India-Bangladesh border pushbacks leave families stranded, tensions rise
Families have been left at the zero line as India and Bangladesh trade pushbacks, with more than 200 people caught in 21 border attempts since June 1.

Human Rights Watch said Indian authorities were forcibly expelling ethnic Bengali residents, mostly Muslims from West Bengal, into Bangladesh without basic due process, while Bangladesh border guards said they had foiled 21 push attempts since June 1 involving more than 200 people, including children. In one case, HRW described a 75-hour standoff in Panchagarh on June 5 after India allegedly tried to push 10 people across the frontier, a scene that has turned the India-Bangladesh border into a corridor of stranded families, military patrols and diplomatic protest.
The dispute is straining a border that runs roughly 4,000 kilometers and is difficult to police across rivers, fields and unfenced stretches. Bangladesh has objected to what it calls Indian “push-ins,” stepped up border vigilance and warned it will act if people are forced over the line without formal repatriation procedures. Border forces from both countries have also held talks in Delhi to calm the situation, but local standoffs have continued, including in Malda district on June 21, when hundreds reportedly tried to cross from Bangladesh into India after an alleged push-back and BSF personnel stopped them in an unfenced area.
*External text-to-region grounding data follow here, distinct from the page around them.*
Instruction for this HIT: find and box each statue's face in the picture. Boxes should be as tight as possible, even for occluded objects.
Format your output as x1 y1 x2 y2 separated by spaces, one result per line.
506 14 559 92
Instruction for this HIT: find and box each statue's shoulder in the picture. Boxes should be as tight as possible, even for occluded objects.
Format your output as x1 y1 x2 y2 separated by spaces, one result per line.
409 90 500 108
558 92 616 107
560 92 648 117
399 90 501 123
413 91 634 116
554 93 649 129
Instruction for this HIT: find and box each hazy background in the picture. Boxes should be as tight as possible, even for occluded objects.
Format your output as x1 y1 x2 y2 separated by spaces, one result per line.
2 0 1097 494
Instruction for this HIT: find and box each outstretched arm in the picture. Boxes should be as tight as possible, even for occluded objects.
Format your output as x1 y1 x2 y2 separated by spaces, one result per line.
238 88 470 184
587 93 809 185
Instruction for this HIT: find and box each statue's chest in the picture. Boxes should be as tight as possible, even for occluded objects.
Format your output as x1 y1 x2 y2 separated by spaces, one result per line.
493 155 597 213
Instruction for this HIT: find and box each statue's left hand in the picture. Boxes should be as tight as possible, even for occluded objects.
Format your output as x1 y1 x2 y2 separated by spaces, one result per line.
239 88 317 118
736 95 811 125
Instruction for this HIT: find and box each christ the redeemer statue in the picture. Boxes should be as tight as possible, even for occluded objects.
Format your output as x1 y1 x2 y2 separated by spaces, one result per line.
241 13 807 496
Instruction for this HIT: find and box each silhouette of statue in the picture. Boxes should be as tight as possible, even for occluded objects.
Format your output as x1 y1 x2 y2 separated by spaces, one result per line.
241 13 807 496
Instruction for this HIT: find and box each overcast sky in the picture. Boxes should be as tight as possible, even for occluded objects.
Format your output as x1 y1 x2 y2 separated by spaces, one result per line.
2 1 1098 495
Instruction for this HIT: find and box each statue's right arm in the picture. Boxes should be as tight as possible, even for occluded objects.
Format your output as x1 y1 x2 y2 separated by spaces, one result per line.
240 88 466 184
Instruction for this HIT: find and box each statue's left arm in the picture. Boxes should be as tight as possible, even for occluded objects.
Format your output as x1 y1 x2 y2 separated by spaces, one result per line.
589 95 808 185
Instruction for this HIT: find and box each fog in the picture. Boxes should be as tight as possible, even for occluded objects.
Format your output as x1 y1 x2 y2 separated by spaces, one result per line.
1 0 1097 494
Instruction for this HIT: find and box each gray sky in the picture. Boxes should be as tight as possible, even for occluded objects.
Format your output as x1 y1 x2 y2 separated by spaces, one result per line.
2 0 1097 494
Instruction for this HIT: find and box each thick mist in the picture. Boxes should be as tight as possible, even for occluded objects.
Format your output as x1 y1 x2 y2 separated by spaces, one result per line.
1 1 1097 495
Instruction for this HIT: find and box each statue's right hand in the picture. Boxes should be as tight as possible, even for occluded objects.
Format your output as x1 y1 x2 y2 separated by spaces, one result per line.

Inside India, the campaign has become part of West Bengal’s political fight over migration, identity and security. Suvendu Adhikari said the state had detained hundreds of “Bangladeshi infiltrators” and forced nearly 5,000 people to go back, while West Bengal officials said about 4,800 people had already been sent across the border and 836 remained in custody. The state government also ordered districts to set up holding centers for undocumented Bangladeshis and Rohingyas awaiting verification and deportation, tying the crackdown to the Bharatiya Janata Party’s broader “detect, delete and deport” drive.
New Delhi has framed the issue as a matter of process as well as enforcement. On May 7, the Ministry of External Affairs said repatriation of illegal Bangladeshis is a “core issue” and said 2,862 nationality-verification cases were pending with Bangladesh, some for more than five years. Indian officials argue that deportations must follow established bilateral procedures and cooperation from Dhaka, even as Bangladesh says the current practice bypasses those channels and leaves people in limbo at the border.

The confrontation is feeding a wider chill in India-Bangladesh relations that has deepened since Bangladesh’s political upheaval in 2024 and the rise of a new government in 2026. Rights groups say the pushback campaign risks sweeping up Indian citizens and long-term residents without due process, while supporters in India cast it as a national-security response to illegal immigration and demographic change.